Mrs. Penniman
took a discriminating view of her niece's journey; it seemed to her
very proper that Mr. Townsend's destined bride should wish to
embellish her mind by a foreign tour.
"You leave him in good hands," she said, pressing her lips to
Catherine's forehead. (She was very fond of kissing people's
foreheads; it was an involuntary expression of sympathy with the
intellectual part.) "I shall see him often; I shall feel like one of
the vestals of old, tending the sacred flame."
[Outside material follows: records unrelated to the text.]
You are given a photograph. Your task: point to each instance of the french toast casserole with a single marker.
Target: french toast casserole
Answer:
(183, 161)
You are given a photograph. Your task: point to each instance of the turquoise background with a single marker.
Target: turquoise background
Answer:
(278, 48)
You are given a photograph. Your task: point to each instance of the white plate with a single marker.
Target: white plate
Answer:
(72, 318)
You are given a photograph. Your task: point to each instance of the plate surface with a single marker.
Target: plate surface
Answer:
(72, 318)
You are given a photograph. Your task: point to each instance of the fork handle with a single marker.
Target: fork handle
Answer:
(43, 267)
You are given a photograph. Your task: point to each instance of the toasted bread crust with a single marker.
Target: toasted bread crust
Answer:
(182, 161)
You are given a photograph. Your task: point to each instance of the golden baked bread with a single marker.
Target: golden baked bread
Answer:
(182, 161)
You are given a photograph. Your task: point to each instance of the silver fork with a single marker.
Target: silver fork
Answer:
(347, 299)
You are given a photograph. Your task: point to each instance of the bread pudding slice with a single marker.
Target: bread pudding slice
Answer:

"You behave beautifully about not going with us," Catherine answered,
not presuming to examine this analogy.
"It is my pride that keeps me up," said Mrs. Penniman, tapping the
body of her dress, which always gave forth a sort of metallic ring.
Catherine's parting with her lover was short, and few words were
exchanged.
"Shall I find you just the same when I come back?" she asked; though
the question was not the fruit of scepticism.
"The same--only more so!" said Morris, smiling.
It does not enter into our scheme to narrate in detail Dr. Sloper's
proceedings in the eastern hemisphere. He made the grand tour of
Europe, travelled in considerable splendour, and (as was to have been
expected in a man of his high cultivation) found so much in art and
antiquity to interest him, that he remained abroad, not for six
months, but for twelve. Mrs. Penniman, in Washington Square,
accommodated herself to his absence.